Nigerian academic and university administrator

Adekunle Olusola Adeyeye (born 1 May 1968) is a Nigerian academic and university administrator, announced in July 2019 as principal of Trevelyan College, Durham University.

== Biography ==
Originally from Nigeria, Adeyeye received his first degree from the University of Ilorin, in Kwara State, Nigeria, before moving to the UK to study for a master's degree in microelectronics engineering at the University of Cambridge, followed by a PhD in physics at the university's Cavendish Laboratory in 1996.

In 1996, he was the first Nigerian elected as a research fellow at Trinity College, Cambridge, but left in 1997 to take up a 9-month post as a senior research engineer at the Data Storage Institute, a research and development organisation established by the National University of Singapore, before returning to Trinity College. In 2000, he was a founding researcher at the Information Storage Materials Laboratory at the National University of Singapore, becoming a full professor in 2012. In 2014, he became the first head of Ridge View Residential College, the University of Singapore's first residential college outside University Town.

In 2002 he was cited by Technology Review as one of their 100 innovators under 35 "whose work and ideas will change the world". He is a fellow of the Institute of Physics and the Institute of Nanotechnology, and was an IEEE Magnetics Society Distinguished Lecturer in 2013. In 2018, Adeyeye was elected to fellowship of the American Physical Society "[f]or contributions to synthesis and characterization of magnetic nanostructures and their applications in low power magnonic information processing."

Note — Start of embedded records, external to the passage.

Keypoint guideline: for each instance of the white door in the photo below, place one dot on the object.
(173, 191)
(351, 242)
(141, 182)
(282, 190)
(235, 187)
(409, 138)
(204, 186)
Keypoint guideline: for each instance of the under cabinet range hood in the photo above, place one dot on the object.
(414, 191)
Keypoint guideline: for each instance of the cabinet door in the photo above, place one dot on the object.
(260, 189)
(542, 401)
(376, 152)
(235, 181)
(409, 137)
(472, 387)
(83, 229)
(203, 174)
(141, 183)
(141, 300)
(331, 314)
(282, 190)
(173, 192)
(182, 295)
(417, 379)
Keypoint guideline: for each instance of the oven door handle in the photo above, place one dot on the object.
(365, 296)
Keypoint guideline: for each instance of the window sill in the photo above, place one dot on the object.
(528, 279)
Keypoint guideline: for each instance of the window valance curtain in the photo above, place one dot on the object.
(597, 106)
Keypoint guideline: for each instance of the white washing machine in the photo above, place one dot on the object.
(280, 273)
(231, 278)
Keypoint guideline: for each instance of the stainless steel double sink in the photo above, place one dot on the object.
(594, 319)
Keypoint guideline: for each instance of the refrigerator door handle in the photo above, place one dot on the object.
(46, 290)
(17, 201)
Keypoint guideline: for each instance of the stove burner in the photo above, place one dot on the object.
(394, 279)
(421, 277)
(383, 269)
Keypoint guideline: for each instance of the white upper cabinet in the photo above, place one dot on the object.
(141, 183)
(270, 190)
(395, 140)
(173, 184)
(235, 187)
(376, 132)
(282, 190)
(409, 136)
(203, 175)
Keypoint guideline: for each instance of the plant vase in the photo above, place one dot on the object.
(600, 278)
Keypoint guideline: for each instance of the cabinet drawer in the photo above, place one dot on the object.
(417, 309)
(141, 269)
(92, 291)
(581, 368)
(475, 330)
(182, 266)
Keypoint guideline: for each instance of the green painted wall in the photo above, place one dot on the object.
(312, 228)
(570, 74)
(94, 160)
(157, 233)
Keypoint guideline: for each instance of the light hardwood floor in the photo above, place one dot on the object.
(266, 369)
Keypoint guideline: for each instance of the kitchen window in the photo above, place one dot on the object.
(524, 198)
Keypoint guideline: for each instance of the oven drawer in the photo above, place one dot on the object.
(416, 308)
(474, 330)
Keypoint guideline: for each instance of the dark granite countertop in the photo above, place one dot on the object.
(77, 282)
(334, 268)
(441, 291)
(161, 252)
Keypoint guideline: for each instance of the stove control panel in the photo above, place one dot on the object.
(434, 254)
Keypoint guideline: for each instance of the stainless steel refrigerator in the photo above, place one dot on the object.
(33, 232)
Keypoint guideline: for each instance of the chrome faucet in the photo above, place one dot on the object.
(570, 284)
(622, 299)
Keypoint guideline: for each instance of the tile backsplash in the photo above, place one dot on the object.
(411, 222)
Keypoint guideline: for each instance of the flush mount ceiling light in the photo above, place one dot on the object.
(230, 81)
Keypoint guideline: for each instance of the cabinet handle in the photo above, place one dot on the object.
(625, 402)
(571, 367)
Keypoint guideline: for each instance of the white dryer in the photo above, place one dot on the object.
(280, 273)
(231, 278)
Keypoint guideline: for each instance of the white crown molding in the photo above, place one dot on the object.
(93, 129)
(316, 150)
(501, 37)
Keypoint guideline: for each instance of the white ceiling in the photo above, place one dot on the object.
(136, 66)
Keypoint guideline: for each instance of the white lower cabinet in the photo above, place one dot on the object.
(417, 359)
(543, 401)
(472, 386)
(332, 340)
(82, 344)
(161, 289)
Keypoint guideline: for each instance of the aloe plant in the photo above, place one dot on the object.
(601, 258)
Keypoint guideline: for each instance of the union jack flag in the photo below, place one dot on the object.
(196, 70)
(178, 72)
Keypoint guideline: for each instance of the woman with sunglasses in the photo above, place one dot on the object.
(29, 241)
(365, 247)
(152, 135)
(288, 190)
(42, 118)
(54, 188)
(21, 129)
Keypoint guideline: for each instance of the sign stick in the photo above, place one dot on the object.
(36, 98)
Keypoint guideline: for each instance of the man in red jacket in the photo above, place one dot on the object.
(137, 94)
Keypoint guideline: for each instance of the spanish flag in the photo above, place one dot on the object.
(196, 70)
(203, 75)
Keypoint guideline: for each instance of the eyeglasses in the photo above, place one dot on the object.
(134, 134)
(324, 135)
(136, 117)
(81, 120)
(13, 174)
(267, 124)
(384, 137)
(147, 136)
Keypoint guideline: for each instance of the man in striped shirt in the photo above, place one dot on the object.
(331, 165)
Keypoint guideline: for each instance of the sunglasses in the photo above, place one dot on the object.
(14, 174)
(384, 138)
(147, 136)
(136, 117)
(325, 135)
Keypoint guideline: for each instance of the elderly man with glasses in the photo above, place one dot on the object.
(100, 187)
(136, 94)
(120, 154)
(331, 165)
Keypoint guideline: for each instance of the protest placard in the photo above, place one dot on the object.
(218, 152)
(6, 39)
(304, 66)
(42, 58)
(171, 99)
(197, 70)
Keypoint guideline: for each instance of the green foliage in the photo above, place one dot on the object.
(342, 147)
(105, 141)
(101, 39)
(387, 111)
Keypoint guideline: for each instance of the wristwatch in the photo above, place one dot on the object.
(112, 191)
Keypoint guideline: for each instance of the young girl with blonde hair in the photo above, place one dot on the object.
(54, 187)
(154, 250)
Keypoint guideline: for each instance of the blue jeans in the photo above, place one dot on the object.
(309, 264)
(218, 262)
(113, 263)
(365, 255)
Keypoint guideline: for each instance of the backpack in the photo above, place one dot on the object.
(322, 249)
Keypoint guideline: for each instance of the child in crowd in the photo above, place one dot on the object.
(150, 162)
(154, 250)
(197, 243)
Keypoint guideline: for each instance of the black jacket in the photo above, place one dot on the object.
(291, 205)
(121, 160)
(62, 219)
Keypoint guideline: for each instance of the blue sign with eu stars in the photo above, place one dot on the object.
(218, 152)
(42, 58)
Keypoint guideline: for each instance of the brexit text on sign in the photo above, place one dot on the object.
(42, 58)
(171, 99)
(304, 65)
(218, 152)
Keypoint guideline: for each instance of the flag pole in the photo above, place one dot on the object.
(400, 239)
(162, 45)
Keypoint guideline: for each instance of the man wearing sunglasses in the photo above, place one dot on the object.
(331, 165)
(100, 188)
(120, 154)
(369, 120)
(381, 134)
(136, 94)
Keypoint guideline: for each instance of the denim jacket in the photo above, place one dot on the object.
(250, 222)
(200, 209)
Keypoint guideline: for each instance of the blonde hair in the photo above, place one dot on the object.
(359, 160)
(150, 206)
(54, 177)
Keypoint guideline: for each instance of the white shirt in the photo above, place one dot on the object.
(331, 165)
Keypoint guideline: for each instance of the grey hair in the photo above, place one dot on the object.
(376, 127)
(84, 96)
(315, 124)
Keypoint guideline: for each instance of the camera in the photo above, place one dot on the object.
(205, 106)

Since January 2020 he has been Principal of Trevelyan College, Durham, and Professor of Physics at Durham University.

He is married to Adefolake and has a daughter and two sons.

== Bullying controversy ==
In August 2021 The Guardian newspaper published an investigation into Adeyeye's alleged bullying and harassment of staff. He was accused of bullying, misogyny and frequently reducing his staff to tears. It was reported that within 16 months, two members of staff had filed formal grievances against Adeyeye and three resigned amid concerns over his behaviour. After being approached by The Guardian newspaper, Adeyeye stepped down from Durham University's bullying policy committee.

The Durham branch of the University and College Union released a statement saying the case highlighted "extremely important structural issues" at the university, alongside tweets stating "If the behaviour is found to be as alleged, we regard it as shocking and cannot accept it as a union", while Durham Students' Union expressed solidarity with staff and students at the college, saying "a lack of specific action risks normalising unacceptable behaviours". University newspaper Palatinate reported that over 20 alumni had pledged to withhold donations from Durham University while Adeyeye remains in post.

In September 2021, staff and students, including student leaders representing almost 8,000 members of the Durham University student body, signed an open letter accusing Durham University of apathy towards bullying in response to Adeyeye's alleged conduct.